Umso wichtiger ist der Mut, Fehler offenzulegen und frühzeitig zu beheben. „Fail fast and often“ ist ein beliebtes und häufig genutztes Credo, um neue Ideen zu entwickeln und innovativ zu sein. Doch ohne Fehlerkultur bleibt davon nur ein hohler Satz auf einem Whiteboard übrig.

Als Teamcoach ist es wichtig, aus eigenen Fehlern zu berichten und Learnings gemeinsam mit dem Team im Teamcoaching abzuleiten. Meiner Erfahrung nach ist es falsch zu warten, bis sich ein Team oder ein Mitarbeiter das Vertrauen verdient hat. Vertrauen ist das Ergebnis aus aktivem Handeln und einer entsprechenden Haltung, die jeder geben kann. Retrospektiven sind hier das elementare Ritual, um Teams dorthin zu führen.

3. Verantwortung und Verbindlichkeit 

Eine hohe Verbindlichkeit erkennen wir bei Teamcoachings sehr gut an folgendem Verhalten: Das Team hat gemeinsam Arbeitspakete besprochen und verteilt. Nach dem Stand-up Meeting geht eine Mitarbeiterin auf einen Kollegen zu und bittet ihn um ein kurzes Feedbackgespräch. In dem Vier-Augen-Gespräch bittet sie den Kollegen, seine Themen zum nächsten Tag fertigzustellen, weil ihre Aufgaben davon abhängen und sie sonst die eigenen Zusagen im Sinne der Teamleitung nicht mehr einhalten kann. Erst wenn Mitarbeiter:innen sich gegenseitig konstruktiv und dennoch konsequent in die Verpflichtung nehmen, dann leistet das Team in diesem Kompetenzfeld Arbeit im Sinne der agilen.

4. Konsequente Selbstreflexion

„Never change a winning team“ oder „Don’t change a running system“ sind Sprüche, die jeder kennt. Doch genau dieses Verhalten wollen wir hier überdenken. Erst wenn ein Team in der Lage ist, sich konsequent immer wieder zu hinterfragen und die eigenen Verhaltensweisen und Problemlösestrategien zu überdenken, dann hat es eine hohe Kompetenz in diesem Feld.

Durch die Retrospektiven nach jedem Sprint, also nach zwei bis vier Wochen, lernt ein Team nach und nach, sozusagen als Nebeneffekt, die Fähigkeit der Selbstspiegelung. Wo sonst nehmen sich normale Teams Zeit für Feedback und Rückblick auf die Zusammenarbeit? Das machen sie meistens erst dann, wenn etwas schiefläuft, die Leistung des Teams zu wünschen übriglässt oder Konflikte nicht mehr unter dem Teppich gehalten werden können.
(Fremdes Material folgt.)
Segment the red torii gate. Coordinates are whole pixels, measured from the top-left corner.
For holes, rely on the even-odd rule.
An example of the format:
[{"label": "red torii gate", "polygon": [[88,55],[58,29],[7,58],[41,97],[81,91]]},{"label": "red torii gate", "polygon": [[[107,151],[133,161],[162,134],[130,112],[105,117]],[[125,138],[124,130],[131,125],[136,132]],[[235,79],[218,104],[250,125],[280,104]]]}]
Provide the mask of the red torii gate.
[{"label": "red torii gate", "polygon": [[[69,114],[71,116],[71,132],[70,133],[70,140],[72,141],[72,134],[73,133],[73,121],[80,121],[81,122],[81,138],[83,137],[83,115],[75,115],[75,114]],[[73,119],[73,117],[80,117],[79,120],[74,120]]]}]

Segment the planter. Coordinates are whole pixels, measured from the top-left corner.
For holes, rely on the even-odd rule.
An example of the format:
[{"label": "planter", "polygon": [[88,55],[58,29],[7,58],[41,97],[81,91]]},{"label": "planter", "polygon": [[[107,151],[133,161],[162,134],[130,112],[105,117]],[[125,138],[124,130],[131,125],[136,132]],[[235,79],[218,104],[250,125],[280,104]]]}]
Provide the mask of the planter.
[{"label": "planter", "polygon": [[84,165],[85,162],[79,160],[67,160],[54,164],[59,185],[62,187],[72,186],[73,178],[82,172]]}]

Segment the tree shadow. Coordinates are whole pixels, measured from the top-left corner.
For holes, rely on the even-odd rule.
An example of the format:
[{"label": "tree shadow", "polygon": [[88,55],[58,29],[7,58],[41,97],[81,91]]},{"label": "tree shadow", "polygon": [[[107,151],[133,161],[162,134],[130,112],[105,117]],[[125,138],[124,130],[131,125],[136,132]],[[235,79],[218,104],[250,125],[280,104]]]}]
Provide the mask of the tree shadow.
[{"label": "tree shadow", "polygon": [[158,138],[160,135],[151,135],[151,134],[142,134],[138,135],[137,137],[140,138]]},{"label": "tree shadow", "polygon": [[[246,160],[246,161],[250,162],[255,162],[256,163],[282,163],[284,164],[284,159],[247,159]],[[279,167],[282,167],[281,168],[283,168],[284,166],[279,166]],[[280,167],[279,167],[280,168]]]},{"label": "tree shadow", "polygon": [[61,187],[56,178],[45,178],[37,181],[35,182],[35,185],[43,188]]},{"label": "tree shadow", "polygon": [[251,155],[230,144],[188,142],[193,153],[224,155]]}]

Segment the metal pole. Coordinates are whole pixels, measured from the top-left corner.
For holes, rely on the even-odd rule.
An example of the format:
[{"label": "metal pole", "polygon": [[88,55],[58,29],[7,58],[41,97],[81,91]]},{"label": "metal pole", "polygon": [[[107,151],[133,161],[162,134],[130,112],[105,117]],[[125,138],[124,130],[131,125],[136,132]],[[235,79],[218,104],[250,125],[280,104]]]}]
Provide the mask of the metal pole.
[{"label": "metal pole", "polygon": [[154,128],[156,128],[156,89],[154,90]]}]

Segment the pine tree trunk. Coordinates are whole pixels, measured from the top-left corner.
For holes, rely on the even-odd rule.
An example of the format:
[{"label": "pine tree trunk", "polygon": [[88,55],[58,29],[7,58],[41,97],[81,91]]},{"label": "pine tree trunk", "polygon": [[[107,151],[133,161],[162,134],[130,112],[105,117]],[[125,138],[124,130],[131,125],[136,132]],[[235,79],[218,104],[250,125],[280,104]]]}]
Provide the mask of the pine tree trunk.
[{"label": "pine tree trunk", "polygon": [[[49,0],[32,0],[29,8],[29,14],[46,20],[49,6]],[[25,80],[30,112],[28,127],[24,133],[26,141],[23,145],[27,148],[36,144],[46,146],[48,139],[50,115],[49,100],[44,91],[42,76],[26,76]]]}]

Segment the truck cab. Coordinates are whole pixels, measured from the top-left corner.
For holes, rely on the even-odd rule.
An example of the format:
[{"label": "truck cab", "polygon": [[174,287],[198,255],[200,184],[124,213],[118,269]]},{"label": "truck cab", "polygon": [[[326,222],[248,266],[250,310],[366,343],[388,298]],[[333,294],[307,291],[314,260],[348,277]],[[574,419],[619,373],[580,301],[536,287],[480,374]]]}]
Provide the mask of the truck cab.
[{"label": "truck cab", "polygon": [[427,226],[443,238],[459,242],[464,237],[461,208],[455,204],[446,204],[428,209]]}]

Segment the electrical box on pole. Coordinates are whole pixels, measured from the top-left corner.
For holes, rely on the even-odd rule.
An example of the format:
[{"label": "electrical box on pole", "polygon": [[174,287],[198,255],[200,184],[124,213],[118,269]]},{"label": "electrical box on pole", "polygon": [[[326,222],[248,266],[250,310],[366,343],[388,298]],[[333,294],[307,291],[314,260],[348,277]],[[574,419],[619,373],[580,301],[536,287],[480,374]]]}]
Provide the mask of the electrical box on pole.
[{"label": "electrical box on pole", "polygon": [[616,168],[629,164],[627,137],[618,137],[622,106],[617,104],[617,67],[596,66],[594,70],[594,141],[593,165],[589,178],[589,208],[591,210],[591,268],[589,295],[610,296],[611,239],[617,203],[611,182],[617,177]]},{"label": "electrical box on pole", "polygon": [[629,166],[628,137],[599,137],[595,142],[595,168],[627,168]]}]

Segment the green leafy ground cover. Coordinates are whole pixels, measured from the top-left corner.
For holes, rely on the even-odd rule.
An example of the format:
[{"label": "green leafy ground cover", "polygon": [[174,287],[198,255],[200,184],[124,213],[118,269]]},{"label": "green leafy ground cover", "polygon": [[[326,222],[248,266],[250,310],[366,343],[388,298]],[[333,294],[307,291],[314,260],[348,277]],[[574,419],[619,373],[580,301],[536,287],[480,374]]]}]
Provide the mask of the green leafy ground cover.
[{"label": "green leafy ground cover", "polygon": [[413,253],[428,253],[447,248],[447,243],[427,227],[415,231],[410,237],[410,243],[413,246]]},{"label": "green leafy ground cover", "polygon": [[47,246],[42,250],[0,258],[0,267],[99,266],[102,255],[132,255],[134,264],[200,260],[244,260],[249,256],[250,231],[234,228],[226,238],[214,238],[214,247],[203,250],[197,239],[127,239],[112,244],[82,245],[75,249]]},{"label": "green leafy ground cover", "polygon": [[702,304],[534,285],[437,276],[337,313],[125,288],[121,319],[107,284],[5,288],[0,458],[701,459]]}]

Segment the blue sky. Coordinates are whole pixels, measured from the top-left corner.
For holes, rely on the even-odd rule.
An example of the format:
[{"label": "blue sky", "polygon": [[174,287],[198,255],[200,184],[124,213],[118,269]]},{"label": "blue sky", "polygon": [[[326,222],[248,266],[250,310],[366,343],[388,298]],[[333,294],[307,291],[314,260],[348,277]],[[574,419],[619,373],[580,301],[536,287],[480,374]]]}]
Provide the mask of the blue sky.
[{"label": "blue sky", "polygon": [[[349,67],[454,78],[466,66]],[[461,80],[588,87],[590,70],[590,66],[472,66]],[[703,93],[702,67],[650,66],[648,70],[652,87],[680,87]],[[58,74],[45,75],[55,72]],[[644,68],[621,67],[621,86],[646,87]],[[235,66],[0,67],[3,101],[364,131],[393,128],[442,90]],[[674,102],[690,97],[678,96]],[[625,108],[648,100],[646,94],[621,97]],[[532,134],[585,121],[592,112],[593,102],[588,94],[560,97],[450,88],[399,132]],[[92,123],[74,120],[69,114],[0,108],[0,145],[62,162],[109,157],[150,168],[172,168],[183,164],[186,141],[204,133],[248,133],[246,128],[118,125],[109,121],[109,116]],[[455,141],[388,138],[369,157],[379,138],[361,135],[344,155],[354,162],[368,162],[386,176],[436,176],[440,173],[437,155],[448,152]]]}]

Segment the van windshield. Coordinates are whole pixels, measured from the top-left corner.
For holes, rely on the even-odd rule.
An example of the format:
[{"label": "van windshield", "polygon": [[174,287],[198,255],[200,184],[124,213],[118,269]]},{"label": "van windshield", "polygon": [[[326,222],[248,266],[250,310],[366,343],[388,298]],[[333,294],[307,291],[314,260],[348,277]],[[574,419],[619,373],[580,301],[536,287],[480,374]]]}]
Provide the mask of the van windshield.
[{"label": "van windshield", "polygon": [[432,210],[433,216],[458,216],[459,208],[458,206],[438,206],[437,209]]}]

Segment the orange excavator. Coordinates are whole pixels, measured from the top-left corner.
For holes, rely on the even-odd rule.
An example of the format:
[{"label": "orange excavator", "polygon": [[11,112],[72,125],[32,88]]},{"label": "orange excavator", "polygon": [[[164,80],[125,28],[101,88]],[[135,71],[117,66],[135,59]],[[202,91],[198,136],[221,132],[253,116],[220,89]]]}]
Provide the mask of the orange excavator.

Gut moderierte Retros verändern Teams und erhöhen gleichzeitig das Reflexionsniveau. Entscheidend dabei sind die Moderation und der wertschätzende Umgang. Dazu müssen alle vorher beschriebenen Kompetenzen im Team vorhanden sein: Vertrauen, Wir-Gefühl und Verantwortlichkeit. Denn nur wirksame und passende Retrospektiven, die auf psychologischer Sicherheit basieren und zum persönlichen und systemischen Wachstum anregen, führen während des Teamchoaching prozesses zu der entsprechenden Kompetenzsteigerung.

5. Regeln und Strukturen für reibungslose und effektive Abläufe

Manche gehen noch immer von der Vorstellung aus, agile Teams seien spaßige Angelegenheiten, bei denen es locker zugeht und jeder machen kann, was er will. Einige glauben sogar, Laissez-faire sei eine Eigenschaft von Führungskräften in selbstorganisierten Teams. Das ist ein fataler, wenn auch typischer, Irrglauben über innovative Teams.

Ich kenne keine disziplinierteren und strukturierteren Arbeitsweisen als agile Frameworks. Die Regelwerke geben genaue Prozessabläufe, Prinzipien und Strukturen vor, die in einer engen Zeittaktung (Timeboxing) durchgeführt werden. Auch oder gerade für Innovation gibt es klare Abläufe mit höchster Disziplin. Das ist unter anderem ein wesentliches Wirksamkeitskriterium für agile Arbeitsweisen: Sie verändern die Struktur und schaffen dadurch neue und bessere Verhaltensweisen aller Beteiligten.